The gap isn't demand. It's plumbing.
@eulerfinance's daily active users more than doubled in the weeks after VBILL went live as collateral on May 28 - roughly 200% growth per @tokenterminal's 90-day chart.
Not every new address is automatically an institution, but this is clearly not a retail-native setup either. VBILL has a $1M minimum ticket on Ethereum, so the user growth around that market points to institutional capital finally finding useful DeFi rails.
Euler v2 was quietly built for exactly this. A lot of DeFi infrastructure couldn't handle it until now:
- Isolated vaults per asset so one bad market can't touch the rest
- Compliance hooks enforcing KYC access at the contract level
- Curated risk managers (KPK) setting parameters per market
- Daily NAV oracles from RedStone pricing illiquid collateral
→ Here's the part that should bother you.
Tokenized T-bills carry redemption windows ranging from days to months. DeFi liquidations need to close in minutes.
That mismatch quietly limited every serious attempt at RWA collateral before this cycle, and almost nobody talked about it.
@redstone_defi Settle launched in April 2026 to fix it. KYC'd solvers close positions on-chain instantly and absorb the redemption window themselves off-chain.
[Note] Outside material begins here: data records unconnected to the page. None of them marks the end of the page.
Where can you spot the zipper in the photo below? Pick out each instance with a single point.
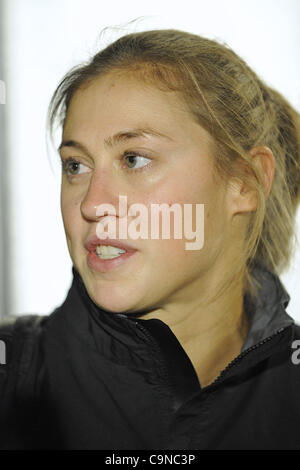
(159, 352)
(238, 359)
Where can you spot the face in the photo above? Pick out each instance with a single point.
(173, 164)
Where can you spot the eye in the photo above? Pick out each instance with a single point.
(72, 167)
(135, 161)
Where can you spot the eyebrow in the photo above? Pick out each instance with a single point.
(117, 138)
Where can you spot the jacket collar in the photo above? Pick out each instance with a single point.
(266, 314)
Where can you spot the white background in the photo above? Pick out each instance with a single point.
(43, 40)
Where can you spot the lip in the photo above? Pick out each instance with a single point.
(105, 265)
(93, 241)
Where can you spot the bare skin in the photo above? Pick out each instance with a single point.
(162, 278)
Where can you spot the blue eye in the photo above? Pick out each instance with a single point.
(132, 160)
(71, 167)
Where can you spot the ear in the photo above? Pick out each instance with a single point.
(244, 198)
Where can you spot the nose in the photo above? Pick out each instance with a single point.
(101, 190)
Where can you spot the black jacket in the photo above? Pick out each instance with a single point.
(97, 380)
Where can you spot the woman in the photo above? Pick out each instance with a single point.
(158, 346)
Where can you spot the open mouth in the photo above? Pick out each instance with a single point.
(108, 251)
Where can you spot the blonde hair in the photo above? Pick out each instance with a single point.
(235, 106)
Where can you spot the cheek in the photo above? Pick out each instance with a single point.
(70, 209)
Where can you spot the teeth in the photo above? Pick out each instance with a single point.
(108, 252)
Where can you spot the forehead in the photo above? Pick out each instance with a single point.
(125, 97)
(115, 102)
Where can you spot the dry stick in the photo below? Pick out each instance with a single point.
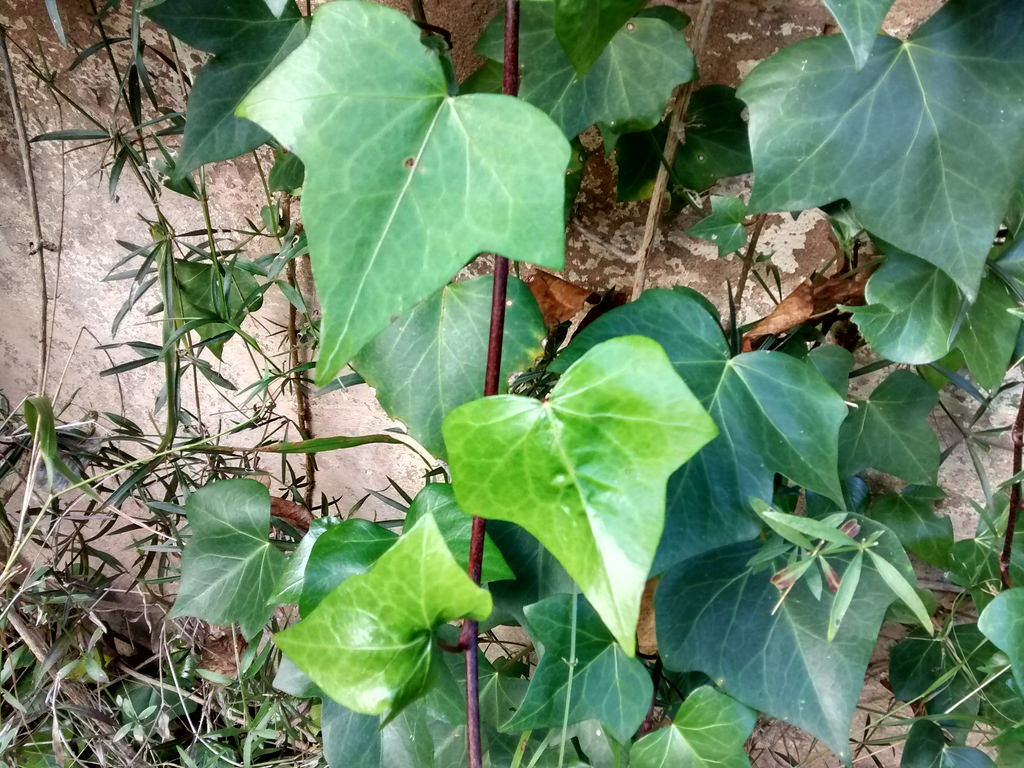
(468, 636)
(30, 182)
(1017, 436)
(676, 137)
Unglamorous work. Without it none of this holds together.
Tokenization didn't solve the collateral problem by itself. The liquidation layer is what starts making it usable.
The trade structure worth understanding:
- Post VBILL as collateral on Euler
- Borrow stablecoins at DeFi rates against it
- Deploy into higher on-chain yield strategies
- Keep T-bill returns on the collateral the whole time
Positive carry as long as your DeFi yield clears T-bill rate plus borrow cost. When that spread starts closing, the DAU chart moves before anyone writes about it.
RWAs were supposed to be a yield story. They're becoming the collateral layer for institutional DeFi and most people still haven't clocked the difference.
The $28B sitting idle isn't a tokenization failure. It's an infra gap that's barely started closing.
Euler, Morpho, and Aave Horizon are the three setups worth watching. Which one figures out compliant liquidation at scale first?